Use `---` to separate major sections. Improves scannability.

---

## Linking Patterns

- **Internal links:** Link concepts when first mentioned: "Each Account is linked to a single [Asset](link)"
- **API reference links:** Connect to API docs: "Manage via [API](link) or [Console](link)"
- **Next steps:** End guides with clear next steps

---

## Quality Checklist

- [ ] Leads with clear value statement
- [ ] Uses second person ("you")
- [ ] Uses present tense
- [ ] Headings are action-oriented (sentence case)
- [ ] Paragraphs are short (2-3 sentences)
- [ ] Includes working code examples
- [ ] Links to related documentation
- [ ] Ends with next steps
- [ ] Follows voice and tone guidelines

Overview

This skill provides patterns and a clear structure for writing functional documentation: conceptual guides, getting-started tutorials, how-to tasks, and best-practice pages. It focuses on practical writing rules that make documentation scannable, actionable, and directly useful to readers. Use it to produce consistent, user-centered guides that prioritize value and clarity.

How this skill works

The skill inspects your intended document type and applies tailored templates and writing patterns: lead with value, use second person, present tense, and action-oriented headings. It enforces short paragraphs, suggests appropriate visual elements (tips, warnings, code examples, tables), and adds section dividers and linking patterns to improve navigation.

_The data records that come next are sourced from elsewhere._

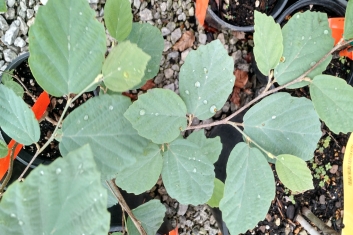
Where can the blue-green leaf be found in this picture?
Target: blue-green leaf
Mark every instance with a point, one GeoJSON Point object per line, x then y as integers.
{"type": "Point", "coordinates": [65, 197]}
{"type": "Point", "coordinates": [249, 189]}
{"type": "Point", "coordinates": [158, 115]}
{"type": "Point", "coordinates": [67, 46]}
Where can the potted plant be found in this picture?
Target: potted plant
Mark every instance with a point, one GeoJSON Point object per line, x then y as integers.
{"type": "Point", "coordinates": [222, 22]}
{"type": "Point", "coordinates": [110, 138]}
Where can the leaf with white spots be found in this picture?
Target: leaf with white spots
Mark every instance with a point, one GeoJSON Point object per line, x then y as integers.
{"type": "Point", "coordinates": [65, 197]}
{"type": "Point", "coordinates": [124, 67]}
{"type": "Point", "coordinates": [67, 46]}
{"type": "Point", "coordinates": [348, 23]}
{"type": "Point", "coordinates": [307, 38]}
{"type": "Point", "coordinates": [268, 41]}
{"type": "Point", "coordinates": [3, 149]}
{"type": "Point", "coordinates": [100, 122]}
{"type": "Point", "coordinates": [187, 172]}
{"type": "Point", "coordinates": [150, 214]}
{"type": "Point", "coordinates": [158, 115]}
{"type": "Point", "coordinates": [118, 18]}
{"type": "Point", "coordinates": [206, 79]}
{"type": "Point", "coordinates": [211, 147]}
{"type": "Point", "coordinates": [249, 189]}
{"type": "Point", "coordinates": [17, 120]}
{"type": "Point", "coordinates": [217, 195]}
{"type": "Point", "coordinates": [282, 124]}
{"type": "Point", "coordinates": [144, 174]}
{"type": "Point", "coordinates": [332, 98]}
{"type": "Point", "coordinates": [294, 173]}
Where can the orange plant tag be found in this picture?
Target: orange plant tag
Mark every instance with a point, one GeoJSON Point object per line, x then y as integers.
{"type": "Point", "coordinates": [39, 109]}
{"type": "Point", "coordinates": [201, 7]}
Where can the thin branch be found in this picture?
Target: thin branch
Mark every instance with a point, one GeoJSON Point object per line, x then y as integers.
{"type": "Point", "coordinates": [52, 137]}
{"type": "Point", "coordinates": [340, 45]}
{"type": "Point", "coordinates": [9, 172]}
{"type": "Point", "coordinates": [115, 190]}
{"type": "Point", "coordinates": [306, 225]}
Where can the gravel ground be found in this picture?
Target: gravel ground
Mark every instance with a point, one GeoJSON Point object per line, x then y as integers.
{"type": "Point", "coordinates": [173, 18]}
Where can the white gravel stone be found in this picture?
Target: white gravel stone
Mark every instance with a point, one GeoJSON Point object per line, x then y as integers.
{"type": "Point", "coordinates": [170, 86]}
{"type": "Point", "coordinates": [168, 73]}
{"type": "Point", "coordinates": [176, 34]}
{"type": "Point", "coordinates": [191, 11]}
{"type": "Point", "coordinates": [167, 45]}
{"type": "Point", "coordinates": [30, 13]}
{"type": "Point", "coordinates": [23, 26]}
{"type": "Point", "coordinates": [137, 4]}
{"type": "Point", "coordinates": [202, 38]}
{"type": "Point", "coordinates": [163, 6]}
{"type": "Point", "coordinates": [3, 24]}
{"type": "Point", "coordinates": [11, 33]}
{"type": "Point", "coordinates": [10, 14]}
{"type": "Point", "coordinates": [165, 31]}
{"type": "Point", "coordinates": [146, 15]}
{"type": "Point", "coordinates": [11, 3]}
{"type": "Point", "coordinates": [182, 209]}
{"type": "Point", "coordinates": [19, 42]}
{"type": "Point", "coordinates": [9, 55]}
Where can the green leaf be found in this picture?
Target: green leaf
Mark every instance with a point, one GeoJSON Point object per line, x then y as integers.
{"type": "Point", "coordinates": [348, 22]}
{"type": "Point", "coordinates": [249, 189]}
{"type": "Point", "coordinates": [294, 173]}
{"type": "Point", "coordinates": [332, 98]}
{"type": "Point", "coordinates": [118, 18]}
{"type": "Point", "coordinates": [111, 200]}
{"type": "Point", "coordinates": [144, 174]}
{"type": "Point", "coordinates": [100, 122]}
{"type": "Point", "coordinates": [158, 115]}
{"type": "Point", "coordinates": [3, 149]}
{"type": "Point", "coordinates": [3, 7]}
{"type": "Point", "coordinates": [124, 67]}
{"type": "Point", "coordinates": [307, 38]}
{"type": "Point", "coordinates": [283, 124]}
{"type": "Point", "coordinates": [16, 119]}
{"type": "Point", "coordinates": [217, 195]}
{"type": "Point", "coordinates": [67, 47]}
{"type": "Point", "coordinates": [150, 214]}
{"type": "Point", "coordinates": [65, 197]}
{"type": "Point", "coordinates": [206, 79]}
{"type": "Point", "coordinates": [150, 40]}
{"type": "Point", "coordinates": [7, 80]}
{"type": "Point", "coordinates": [210, 147]}
{"type": "Point", "coordinates": [268, 41]}
{"type": "Point", "coordinates": [187, 173]}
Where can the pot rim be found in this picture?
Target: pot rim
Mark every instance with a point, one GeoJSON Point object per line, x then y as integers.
{"type": "Point", "coordinates": [217, 22]}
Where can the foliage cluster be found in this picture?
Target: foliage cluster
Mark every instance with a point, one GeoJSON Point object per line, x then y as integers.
{"type": "Point", "coordinates": [108, 137]}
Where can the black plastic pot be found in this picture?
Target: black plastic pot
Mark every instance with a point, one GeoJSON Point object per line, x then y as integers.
{"type": "Point", "coordinates": [214, 21]}
{"type": "Point", "coordinates": [332, 8]}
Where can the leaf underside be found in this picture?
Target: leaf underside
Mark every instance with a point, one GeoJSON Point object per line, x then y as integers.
{"type": "Point", "coordinates": [51, 199]}
{"type": "Point", "coordinates": [249, 189]}
{"type": "Point", "coordinates": [282, 124]}
{"type": "Point", "coordinates": [206, 79]}
{"type": "Point", "coordinates": [67, 46]}
{"type": "Point", "coordinates": [307, 38]}
{"type": "Point", "coordinates": [332, 98]}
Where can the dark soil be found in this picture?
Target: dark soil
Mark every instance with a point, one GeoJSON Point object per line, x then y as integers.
{"type": "Point", "coordinates": [241, 12]}
{"type": "Point", "coordinates": [54, 111]}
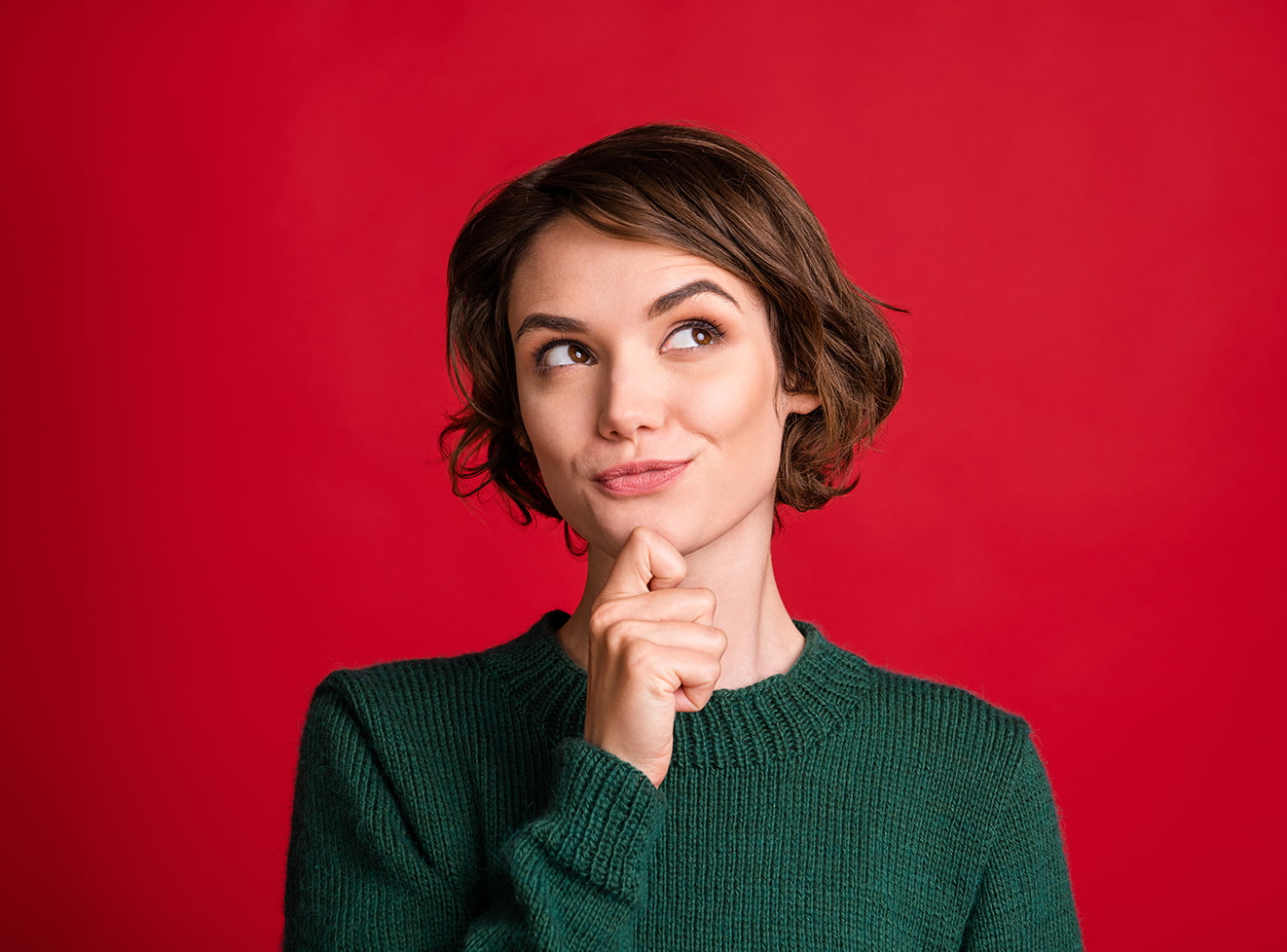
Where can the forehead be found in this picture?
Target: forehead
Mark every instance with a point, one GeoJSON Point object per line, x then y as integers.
{"type": "Point", "coordinates": [575, 271]}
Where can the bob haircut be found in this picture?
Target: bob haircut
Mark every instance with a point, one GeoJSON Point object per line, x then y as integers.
{"type": "Point", "coordinates": [699, 191]}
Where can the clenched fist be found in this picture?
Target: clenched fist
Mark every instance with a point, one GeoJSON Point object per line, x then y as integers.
{"type": "Point", "coordinates": [652, 651]}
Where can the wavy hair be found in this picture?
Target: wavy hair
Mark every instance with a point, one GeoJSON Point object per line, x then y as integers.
{"type": "Point", "coordinates": [703, 192]}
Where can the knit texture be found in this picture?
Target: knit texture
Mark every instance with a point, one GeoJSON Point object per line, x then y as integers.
{"type": "Point", "coordinates": [447, 804]}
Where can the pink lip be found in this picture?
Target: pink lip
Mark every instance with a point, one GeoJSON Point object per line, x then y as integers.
{"type": "Point", "coordinates": [643, 476]}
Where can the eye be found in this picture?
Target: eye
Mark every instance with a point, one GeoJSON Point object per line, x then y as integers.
{"type": "Point", "coordinates": [692, 336]}
{"type": "Point", "coordinates": [564, 354]}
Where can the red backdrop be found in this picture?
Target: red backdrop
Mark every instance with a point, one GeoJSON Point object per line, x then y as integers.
{"type": "Point", "coordinates": [229, 286]}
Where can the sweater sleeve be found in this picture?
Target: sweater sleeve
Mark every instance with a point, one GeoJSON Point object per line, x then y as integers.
{"type": "Point", "coordinates": [1024, 899]}
{"type": "Point", "coordinates": [359, 879]}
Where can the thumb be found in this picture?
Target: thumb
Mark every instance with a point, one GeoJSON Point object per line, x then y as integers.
{"type": "Point", "coordinates": [644, 564]}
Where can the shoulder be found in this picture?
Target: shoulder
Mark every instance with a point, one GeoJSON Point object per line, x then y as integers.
{"type": "Point", "coordinates": [439, 696]}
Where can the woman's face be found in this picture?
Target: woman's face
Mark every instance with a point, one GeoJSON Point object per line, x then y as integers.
{"type": "Point", "coordinates": [648, 388]}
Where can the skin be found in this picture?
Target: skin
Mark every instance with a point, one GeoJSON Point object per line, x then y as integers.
{"type": "Point", "coordinates": [630, 351]}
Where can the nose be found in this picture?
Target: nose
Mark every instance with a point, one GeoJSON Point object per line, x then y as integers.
{"type": "Point", "coordinates": [632, 400]}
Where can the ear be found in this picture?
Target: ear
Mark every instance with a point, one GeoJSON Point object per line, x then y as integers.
{"type": "Point", "coordinates": [796, 403]}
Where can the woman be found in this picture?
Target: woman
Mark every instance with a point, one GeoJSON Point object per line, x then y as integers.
{"type": "Point", "coordinates": [655, 344]}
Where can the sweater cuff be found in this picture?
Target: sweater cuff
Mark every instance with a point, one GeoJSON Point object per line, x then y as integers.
{"type": "Point", "coordinates": [604, 820]}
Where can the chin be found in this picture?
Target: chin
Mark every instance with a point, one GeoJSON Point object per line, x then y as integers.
{"type": "Point", "coordinates": [687, 531]}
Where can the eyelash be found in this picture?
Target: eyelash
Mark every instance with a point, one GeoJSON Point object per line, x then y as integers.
{"type": "Point", "coordinates": [706, 324]}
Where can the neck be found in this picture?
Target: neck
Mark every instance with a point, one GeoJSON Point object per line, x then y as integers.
{"type": "Point", "coordinates": [738, 568]}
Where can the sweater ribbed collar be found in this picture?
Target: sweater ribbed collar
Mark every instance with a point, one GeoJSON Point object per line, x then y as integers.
{"type": "Point", "coordinates": [775, 718]}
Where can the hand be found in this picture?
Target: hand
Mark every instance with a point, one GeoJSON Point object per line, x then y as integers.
{"type": "Point", "coordinates": [652, 651]}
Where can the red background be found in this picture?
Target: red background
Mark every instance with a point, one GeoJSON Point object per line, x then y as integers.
{"type": "Point", "coordinates": [227, 279]}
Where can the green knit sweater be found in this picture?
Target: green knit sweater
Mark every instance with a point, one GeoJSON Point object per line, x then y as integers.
{"type": "Point", "coordinates": [448, 804]}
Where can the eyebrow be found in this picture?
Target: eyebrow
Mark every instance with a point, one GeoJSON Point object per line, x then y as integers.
{"type": "Point", "coordinates": [666, 303]}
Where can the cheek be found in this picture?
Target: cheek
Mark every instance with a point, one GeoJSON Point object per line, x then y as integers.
{"type": "Point", "coordinates": [742, 413]}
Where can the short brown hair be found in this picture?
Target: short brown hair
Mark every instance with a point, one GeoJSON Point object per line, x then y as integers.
{"type": "Point", "coordinates": [706, 193]}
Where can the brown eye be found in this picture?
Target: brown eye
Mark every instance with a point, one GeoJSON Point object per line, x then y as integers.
{"type": "Point", "coordinates": [688, 337]}
{"type": "Point", "coordinates": [566, 354]}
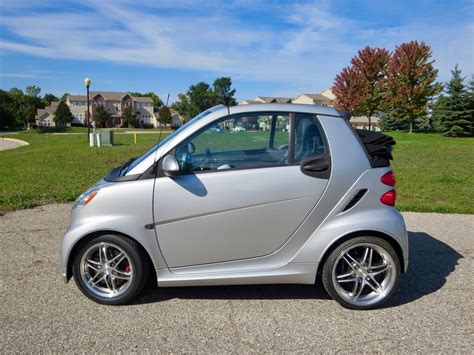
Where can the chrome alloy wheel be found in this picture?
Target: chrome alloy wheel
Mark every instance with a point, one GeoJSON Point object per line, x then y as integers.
{"type": "Point", "coordinates": [364, 274]}
{"type": "Point", "coordinates": [106, 270]}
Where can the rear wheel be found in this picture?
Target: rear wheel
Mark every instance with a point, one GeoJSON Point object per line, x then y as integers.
{"type": "Point", "coordinates": [362, 273]}
{"type": "Point", "coordinates": [110, 269]}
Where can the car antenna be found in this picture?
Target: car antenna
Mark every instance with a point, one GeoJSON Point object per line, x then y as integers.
{"type": "Point", "coordinates": [161, 125]}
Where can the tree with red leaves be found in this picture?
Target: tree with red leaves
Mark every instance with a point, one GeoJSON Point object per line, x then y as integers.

It also provides a quality checklist to verify completeness before publishing.

When to use it

  • Creating a conceptual overview that explains core ideas and relationships
  • Authoring a getting-started guide for first-time users
  • Writing a how-to that walks users through a specific task step-by-step
  • Drafting best-practice documentation to show preferred patterns and common mistakes
  • Reviewing existing docs to improve clarity, tone, and structure

Best practices

  • Start every document with a one-sentence value statement: what the reader will learn or accomplish
  • Write in second person and present tense to keep instructions clear and immediate
  • Use action-oriented headings that describe what users will do, not what is in the section
  • Keep paragraphs to 2–3 sentences; use bullets for lists and numbered steps for procedures
  • Include working code examples, tip/warning boxes, and links to related docs or API references
  • End with clear next steps or links to deeper resources and run the quality checklist before publishing

Example use cases

  • A quick "Create your first account" tutorial with prerequisites, steps, and verification
  • A conceptual page explaining the architecture and how components interact
  • A how-to for a specific workflow, including preconditions, step-by-step commands, and troubleshooting
  • A best-practices article comparing common pitfalls and the recommended approaches
  • A documentation review where you reformat and refocus content to lead with reader value

FAQ

What is the difference between functional docs and API reference?

Functional docs explain why and how to use features; API reference lists endpoints, parameters, and exact behavior.

How should I format procedural steps?

Use numbered steps with clear verification steps and a brief troubleshooting section for common failures.